YONGSAN GARRISON, South Korea — A U.S. Army civilian who ordered his employees to dump formaldehyde down a drain at Yongsan Garrison’s morgue in February 2000 still may face an indictment in South Korean court.

“Everything that a court can do has been done already,” said Judge Kim Chae-hwan of Seoul District Court’s Criminal Case Division. “What remains is whether we try him and whether we issue an arrest warrant.”

Kim declined to say more because the case is ongoing.

In late September, the Seoul District Court ordered Yongsan Police Station officers to locate Albert L. MacFarland, the morgue supervisor, to deliver a written indictment.

Yongsan police officials — who came under fire in South Korean media reports for not taking action — refused to comment Thursday on whether they had located MacFarland.

U.S. Forces Korea officials were unable to comment about the case Thursday, but said in May 2001 that a criminal trial was “inappropriate,” and asserted it had jurisdiction over MacFarland under the status of forces agreement.

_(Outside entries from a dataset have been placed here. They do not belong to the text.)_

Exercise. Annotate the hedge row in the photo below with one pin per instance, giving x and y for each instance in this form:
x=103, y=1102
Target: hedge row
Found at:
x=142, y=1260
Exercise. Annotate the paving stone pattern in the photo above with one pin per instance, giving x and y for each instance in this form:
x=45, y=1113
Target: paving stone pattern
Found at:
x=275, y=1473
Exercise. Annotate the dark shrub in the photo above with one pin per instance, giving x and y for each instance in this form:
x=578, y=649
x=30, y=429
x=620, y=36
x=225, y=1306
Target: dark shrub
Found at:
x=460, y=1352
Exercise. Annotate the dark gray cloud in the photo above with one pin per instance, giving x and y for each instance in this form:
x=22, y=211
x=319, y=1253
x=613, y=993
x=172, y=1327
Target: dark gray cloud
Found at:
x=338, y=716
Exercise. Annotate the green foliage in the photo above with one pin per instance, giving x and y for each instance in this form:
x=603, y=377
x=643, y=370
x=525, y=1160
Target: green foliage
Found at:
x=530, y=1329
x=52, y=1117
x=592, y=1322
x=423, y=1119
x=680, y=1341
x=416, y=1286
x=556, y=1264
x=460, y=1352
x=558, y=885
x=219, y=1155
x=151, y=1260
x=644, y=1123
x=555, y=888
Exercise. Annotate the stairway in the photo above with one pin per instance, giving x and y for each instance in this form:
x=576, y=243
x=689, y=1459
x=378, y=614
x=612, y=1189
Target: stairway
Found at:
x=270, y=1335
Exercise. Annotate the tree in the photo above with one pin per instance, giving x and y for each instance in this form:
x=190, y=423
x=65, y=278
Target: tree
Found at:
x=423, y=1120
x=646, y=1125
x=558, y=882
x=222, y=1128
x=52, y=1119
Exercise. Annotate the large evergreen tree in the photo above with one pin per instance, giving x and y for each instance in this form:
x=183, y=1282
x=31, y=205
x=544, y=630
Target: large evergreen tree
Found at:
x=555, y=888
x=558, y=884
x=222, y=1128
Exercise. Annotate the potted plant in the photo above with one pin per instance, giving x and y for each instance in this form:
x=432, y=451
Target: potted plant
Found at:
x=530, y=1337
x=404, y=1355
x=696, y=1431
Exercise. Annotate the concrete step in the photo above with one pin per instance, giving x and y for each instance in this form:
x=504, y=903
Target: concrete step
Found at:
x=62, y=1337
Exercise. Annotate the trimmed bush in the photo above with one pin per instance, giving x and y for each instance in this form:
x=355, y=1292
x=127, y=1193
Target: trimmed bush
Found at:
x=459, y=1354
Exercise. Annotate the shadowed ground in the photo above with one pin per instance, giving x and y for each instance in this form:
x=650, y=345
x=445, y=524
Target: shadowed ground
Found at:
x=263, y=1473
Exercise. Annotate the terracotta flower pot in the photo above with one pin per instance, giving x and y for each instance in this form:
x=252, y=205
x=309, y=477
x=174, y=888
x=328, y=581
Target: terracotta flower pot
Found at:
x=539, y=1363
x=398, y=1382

A judge rejected the Seoul prosecutor’s recommendation for a $3,800 fine against MacFarland in a March 2001 hearing. The judge wanted MacFarland to appear in court — a decision that surprised many South Koreans, said Park Yang-kook, manager of the South Korea Environmental Litigation Center. He said he expected the case to be dodged.

“MacFarland may be sentenced in absentia, but I hope he can be properly punished as what he did was a crime against many unspecified people,” he said.

MacFarland ordered two morgue employees to drain 192 bottles containing 16 ounces each of formaldehyde down the drain, which eventually flowed into the Han River. One of the employees complained to a supervisor, who took no action.

The incident riled protesters who accused U.S. Forces Korea of hurting the environment. South Korean and U.S. officials said it caused no immediate or lasting danger.